You’ve already presented a certain threat and related security procedures. How does Isolated Recovery identify these threats? And are all these processes automated and require no intervention?
Yes and no.
No – because CyberBunker’s task is to protect our data and is not monitoring or indicating threats.
Yes – because it is possible to purchase software like Cyber Sense. This tool scans the backed-up data in the bunker, checking for any “worms.” Thanks to this cyclic review by Cyber Sense, we can receive early notifications of potential threats before our infrastructure suffers serious damage. It’s like an additional guard watching over the security of our data. Even if the production environment is encrypted, we can identify the source of the threat and isolate it when restoring the environment.
Who is this solution created for? In which industries and sectors can it bring the greatest benefits?
The CyberBunker environment is universal and works in various industries. The decision to invest in CyberBunker does not depend on a specific industry but rather on how long a company can operate in the market without its IT environment in case of its loss. If the systems we use are critical to business operations, and their loss would halt or significantly impede activities, considering the CyberBunker option is justified. It is worth contemplating this solution while there is still time and safeguarding against potential threats to business continuity.

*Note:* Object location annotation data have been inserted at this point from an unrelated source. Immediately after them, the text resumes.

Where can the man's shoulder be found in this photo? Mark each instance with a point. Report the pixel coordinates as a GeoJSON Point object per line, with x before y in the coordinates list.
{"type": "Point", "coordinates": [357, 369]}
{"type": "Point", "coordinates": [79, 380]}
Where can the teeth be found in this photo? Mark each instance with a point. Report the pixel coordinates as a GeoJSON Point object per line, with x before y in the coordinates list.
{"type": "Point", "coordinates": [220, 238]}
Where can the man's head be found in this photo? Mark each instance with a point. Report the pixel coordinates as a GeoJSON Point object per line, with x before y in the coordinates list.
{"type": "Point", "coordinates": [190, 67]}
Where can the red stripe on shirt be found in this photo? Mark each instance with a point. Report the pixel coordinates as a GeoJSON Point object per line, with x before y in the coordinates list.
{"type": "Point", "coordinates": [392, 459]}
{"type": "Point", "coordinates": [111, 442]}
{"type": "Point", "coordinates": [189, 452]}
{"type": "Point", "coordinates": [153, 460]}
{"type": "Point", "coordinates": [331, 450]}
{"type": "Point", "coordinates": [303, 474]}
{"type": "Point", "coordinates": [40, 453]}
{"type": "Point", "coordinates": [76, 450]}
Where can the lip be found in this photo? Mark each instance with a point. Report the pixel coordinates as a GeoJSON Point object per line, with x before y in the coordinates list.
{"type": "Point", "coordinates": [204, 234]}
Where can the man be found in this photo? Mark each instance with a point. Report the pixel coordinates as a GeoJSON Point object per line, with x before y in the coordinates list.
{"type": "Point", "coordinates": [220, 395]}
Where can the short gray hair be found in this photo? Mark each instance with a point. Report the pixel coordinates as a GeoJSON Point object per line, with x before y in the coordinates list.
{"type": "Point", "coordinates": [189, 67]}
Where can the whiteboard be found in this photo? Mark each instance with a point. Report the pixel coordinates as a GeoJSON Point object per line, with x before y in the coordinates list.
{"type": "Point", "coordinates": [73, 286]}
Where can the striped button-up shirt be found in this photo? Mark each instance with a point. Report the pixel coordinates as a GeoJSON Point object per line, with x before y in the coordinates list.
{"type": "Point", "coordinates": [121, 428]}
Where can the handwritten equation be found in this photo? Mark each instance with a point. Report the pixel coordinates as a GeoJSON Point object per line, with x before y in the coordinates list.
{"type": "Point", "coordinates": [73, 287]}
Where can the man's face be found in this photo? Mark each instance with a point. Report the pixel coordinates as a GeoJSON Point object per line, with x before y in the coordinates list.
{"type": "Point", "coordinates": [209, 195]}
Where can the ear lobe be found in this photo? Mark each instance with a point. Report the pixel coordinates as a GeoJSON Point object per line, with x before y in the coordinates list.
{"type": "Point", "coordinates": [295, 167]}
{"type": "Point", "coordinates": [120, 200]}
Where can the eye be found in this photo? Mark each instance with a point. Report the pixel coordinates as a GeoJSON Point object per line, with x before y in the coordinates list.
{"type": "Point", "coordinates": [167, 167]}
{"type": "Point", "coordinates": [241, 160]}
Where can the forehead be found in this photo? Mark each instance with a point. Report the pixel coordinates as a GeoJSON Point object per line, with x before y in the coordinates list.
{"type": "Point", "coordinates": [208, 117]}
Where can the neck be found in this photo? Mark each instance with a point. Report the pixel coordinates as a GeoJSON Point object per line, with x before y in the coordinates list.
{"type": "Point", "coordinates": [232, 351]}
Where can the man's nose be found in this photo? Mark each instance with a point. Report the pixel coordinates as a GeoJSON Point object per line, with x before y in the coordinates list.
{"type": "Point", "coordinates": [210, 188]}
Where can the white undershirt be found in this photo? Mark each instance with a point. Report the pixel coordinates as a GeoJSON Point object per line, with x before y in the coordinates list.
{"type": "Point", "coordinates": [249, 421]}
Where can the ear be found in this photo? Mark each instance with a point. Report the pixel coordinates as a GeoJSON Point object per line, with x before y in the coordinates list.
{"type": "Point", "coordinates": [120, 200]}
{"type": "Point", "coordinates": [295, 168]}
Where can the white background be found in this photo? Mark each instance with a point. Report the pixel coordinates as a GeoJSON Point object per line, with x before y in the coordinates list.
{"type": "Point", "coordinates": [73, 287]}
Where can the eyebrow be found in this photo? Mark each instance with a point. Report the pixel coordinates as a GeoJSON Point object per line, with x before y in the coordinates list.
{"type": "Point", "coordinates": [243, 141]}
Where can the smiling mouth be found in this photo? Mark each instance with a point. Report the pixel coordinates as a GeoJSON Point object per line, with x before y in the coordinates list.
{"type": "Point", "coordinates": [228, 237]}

Let’s talk about Talex S.A. What does placing CyberBunker in Talex Data Center offer to companies?
Primarily, security and assurance that the environment is in good hands, with all operations conducted according to established procedures. Talex Data Center holds certificates EN 50600 and ISO 22237, confirming the highest class in each category of these standards. Our data centers are located in Poznań and Wrocław, providing environmental, fire, energy, communication security, as well as physical protection, access control, and access monitoring using cameras. In both centers, we offer the “remote hands” service. If you want a trusted person to verify CyberBunker logs and statuses, potential administrators are defined, and their access is monitored by access control and camera monitoring. We allow viewing environment logs using CCTV cameras, meaning remote, isolated monitoring of CyberBunker. Remember that the environment is meant to be as isolated as possible.
Every company has different needs. Is Dell Isolated Recovery easily adaptable to these needs?

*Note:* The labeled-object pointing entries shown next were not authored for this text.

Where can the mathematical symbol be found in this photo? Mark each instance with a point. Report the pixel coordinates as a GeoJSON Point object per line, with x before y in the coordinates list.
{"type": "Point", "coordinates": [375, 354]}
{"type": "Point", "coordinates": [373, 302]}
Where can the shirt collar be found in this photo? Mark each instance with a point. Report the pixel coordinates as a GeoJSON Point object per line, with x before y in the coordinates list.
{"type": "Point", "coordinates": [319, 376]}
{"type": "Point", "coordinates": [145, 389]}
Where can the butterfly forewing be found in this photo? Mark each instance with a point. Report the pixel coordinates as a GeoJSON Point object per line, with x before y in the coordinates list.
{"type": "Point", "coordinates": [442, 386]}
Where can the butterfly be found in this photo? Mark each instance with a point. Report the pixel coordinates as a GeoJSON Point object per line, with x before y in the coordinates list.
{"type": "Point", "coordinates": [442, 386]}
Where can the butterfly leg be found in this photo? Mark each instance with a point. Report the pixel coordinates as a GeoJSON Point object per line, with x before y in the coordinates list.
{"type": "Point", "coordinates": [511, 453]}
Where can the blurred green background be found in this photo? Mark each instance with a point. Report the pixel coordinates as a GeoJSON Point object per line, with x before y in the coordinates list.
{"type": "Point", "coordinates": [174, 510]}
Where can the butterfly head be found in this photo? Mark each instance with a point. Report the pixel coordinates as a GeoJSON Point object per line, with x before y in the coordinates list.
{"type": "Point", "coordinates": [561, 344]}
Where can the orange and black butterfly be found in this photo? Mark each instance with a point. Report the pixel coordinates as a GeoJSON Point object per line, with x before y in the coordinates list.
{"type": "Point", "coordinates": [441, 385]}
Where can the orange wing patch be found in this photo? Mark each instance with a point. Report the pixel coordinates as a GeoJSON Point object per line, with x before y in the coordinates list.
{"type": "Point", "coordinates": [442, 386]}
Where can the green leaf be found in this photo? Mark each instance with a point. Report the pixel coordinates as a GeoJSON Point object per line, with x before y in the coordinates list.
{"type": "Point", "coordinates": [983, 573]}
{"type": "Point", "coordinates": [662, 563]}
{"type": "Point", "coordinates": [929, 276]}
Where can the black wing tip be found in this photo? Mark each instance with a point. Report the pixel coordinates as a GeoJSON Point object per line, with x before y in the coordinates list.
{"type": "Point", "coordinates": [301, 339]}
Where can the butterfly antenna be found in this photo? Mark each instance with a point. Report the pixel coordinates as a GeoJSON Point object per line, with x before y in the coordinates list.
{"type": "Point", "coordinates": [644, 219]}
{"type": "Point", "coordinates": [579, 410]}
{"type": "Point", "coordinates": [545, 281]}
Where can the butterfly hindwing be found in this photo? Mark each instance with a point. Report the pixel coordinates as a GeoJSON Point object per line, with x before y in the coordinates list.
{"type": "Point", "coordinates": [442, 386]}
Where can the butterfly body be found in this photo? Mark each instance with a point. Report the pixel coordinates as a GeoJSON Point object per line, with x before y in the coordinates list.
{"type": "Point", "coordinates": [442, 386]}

Yes, absolutely. The solution is flexible and can be adjusted to the amount of stored data. It’s essential to emphasize that the digital bunker aims to protect the most crucial and critical data. Therefore, it is not necessary to store all resources in it, only those essential for the company’s operation. We focus on those without which recreating the production environment would be impossible, ensuring effective protection and access to the most critical resources. This approach allows optimizing the use of CyberBunker according to the company’s real needs and priorities.
Sebastian, thank you for the comprehensive conversation and for shedding light on the topic of CyberBunker.
I also thank you. CyberBunker is one of our key tools in dealing with data security challenges. In today’s world, where cyber attacks are becoming more advanced, our priority is to provide clients with effective protection against the loss of critical information. I’m glad I could provide a broader perspective on this topic, and I hope that in the future, we will hear less about successful cyber attacks.